News — AMES, Iowa – Pay attention the next time you drive near your home, farm or business. You’ll notice small, green utility boxes all over the place. They’re distribution transformers. If they’re not working properly, electricity won’t flow to your lights and appliances.

Those boxes take kilovolts of electricity (that’s high voltage, measured in 1,000s of volts) from transmission lines and step it down to the safer, practical 120 or 240 volts that power our daily lives.

“Utilities have plenty of them,” said Zhaoyu Wang, an Iowa State University professor of electrical and computer engineering. “Most of them only supply two to 10 customers.”

The city of Ames, for example, with a population of about 66,000, has about 5,500 distribution transformers on its grid serving about 29,000 customers, according to the city’s Electric Department.

These are not smart devices. There are no sensors attached to let utilities know if there’s any kind  of problem. Utilities have been in the habit of keeping a large inventory of the boxes that had cost $1,000 to $2,000 apiece.

But that’s no longer a good option. Costs of the boxes have tripled. Boxes are on long back orders. And the boxes are getting overloaded and overheated as we all depend on more and more electricity to run vehicles, heat pumps, tools and devices.

“Every time the temperature of distribution transformers goes up, the lifetime of the boxes decreases,” Wang said.

Wang has an idea to fix that burnout problem, one that would help utilities move from a “passive ‘broken-fix’ cycle” of managing distribution transformers to a “proactive ‘monitoring-prediction-maintenance’ cycle,” according to summary of his research. That idea could minimize service disruptions while advancing distribution reliability and resilience, while also lowering grid capital and operating costs.

A more reliable grid for you

The U.S. Department of Energy’s Office of Electricity recently announced a $7.5 million initiative to support eight research projects that use data and sensor technologies to boost grid reliability and resilience.

The initiative awarded Wang and his collaborators a three-year, $1 million grant to support their work with distribution transformers. Other co-leaders of the project are Anne Kimber, the director of Iowa State’s Electric Power Research Center; and Bai Cui, an assistant professor of electrical and computer engineering.

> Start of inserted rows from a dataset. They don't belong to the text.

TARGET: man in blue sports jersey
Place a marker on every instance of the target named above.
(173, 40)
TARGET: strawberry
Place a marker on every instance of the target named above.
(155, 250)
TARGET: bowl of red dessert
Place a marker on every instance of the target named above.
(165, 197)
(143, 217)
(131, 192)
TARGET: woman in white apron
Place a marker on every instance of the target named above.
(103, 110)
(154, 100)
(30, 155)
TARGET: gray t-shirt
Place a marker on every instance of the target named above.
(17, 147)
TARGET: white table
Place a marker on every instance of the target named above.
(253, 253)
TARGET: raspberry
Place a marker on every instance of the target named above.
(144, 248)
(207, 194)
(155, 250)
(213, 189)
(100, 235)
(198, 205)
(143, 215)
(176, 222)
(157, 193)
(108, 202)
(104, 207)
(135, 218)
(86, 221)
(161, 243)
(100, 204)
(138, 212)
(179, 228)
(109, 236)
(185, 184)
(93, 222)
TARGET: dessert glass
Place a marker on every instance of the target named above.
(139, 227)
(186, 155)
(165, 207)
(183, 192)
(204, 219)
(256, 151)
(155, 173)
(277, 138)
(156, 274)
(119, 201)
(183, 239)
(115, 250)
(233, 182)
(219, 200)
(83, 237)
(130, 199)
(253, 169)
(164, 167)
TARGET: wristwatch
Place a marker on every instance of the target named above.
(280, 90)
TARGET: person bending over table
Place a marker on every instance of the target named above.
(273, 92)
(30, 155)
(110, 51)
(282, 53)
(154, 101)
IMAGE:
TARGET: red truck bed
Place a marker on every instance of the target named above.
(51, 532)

Project partners also include the National Renewable Energy Laboratory in Colorado; the Linn County (Iowa) Rural Electric Cooperative; Cedar Falls (Iowa) Utilities; the AES Corp., a global energy company; and SparkMeter Inc., a global provider of grid management solutions.

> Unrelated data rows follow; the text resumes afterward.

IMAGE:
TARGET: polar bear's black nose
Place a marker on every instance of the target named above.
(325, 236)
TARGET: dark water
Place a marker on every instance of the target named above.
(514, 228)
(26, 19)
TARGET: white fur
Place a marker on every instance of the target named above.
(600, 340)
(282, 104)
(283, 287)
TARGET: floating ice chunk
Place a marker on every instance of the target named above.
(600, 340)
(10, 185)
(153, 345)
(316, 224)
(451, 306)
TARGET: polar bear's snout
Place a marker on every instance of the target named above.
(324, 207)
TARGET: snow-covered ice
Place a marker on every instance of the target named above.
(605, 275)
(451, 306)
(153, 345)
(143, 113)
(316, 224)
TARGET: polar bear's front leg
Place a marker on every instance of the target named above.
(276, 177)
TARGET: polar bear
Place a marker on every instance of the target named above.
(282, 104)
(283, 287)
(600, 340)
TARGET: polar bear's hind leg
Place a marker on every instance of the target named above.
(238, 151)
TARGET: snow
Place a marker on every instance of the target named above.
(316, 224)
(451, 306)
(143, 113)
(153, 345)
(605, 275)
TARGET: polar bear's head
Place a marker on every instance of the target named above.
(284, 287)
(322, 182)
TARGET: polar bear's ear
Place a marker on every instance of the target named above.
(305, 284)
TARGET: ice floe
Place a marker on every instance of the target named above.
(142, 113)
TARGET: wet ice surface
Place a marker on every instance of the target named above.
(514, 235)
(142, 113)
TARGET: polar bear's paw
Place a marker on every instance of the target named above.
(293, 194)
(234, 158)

The researchers and partners will work together to develop a data-driven system that monitors the loads on distribution transformers and gives utilities real-time awareness of which boxes should be checked and potentially upgraded or replaced.

So how can the researchers come up with a data-driven system when distribution transformers have never produced any data?

Many of the homes and businesses connected to distribution boxes have smart meters, Wang said. Every 15 minutes, those meters report energy consumption and voltage back to utilities.

“If I know this, I can get load information of distribution transformers every 15 minutes and can then estimate operating temperatures,” Wang said. “That allows us to estimate degradation and remaining useful life. And then we can provide a ranking of distribution transformers to evaluate.”

Machine-learning technology will analyze the data to indirectly determine the health of distribution transformers on the grid.

Wang said the system will rely on SparkMeter’s artificial intelligence-driven Praxis platform and be integrated into its commercially available GridScan product, making data monitoring and analytics readily available to utilities.

All of that, Wang said, can help the energy department meet its goal of using data to help utilities quickly identify and solve problems. And for utility customers, that means a more reliable power supply for everything they’re plugging into the grid.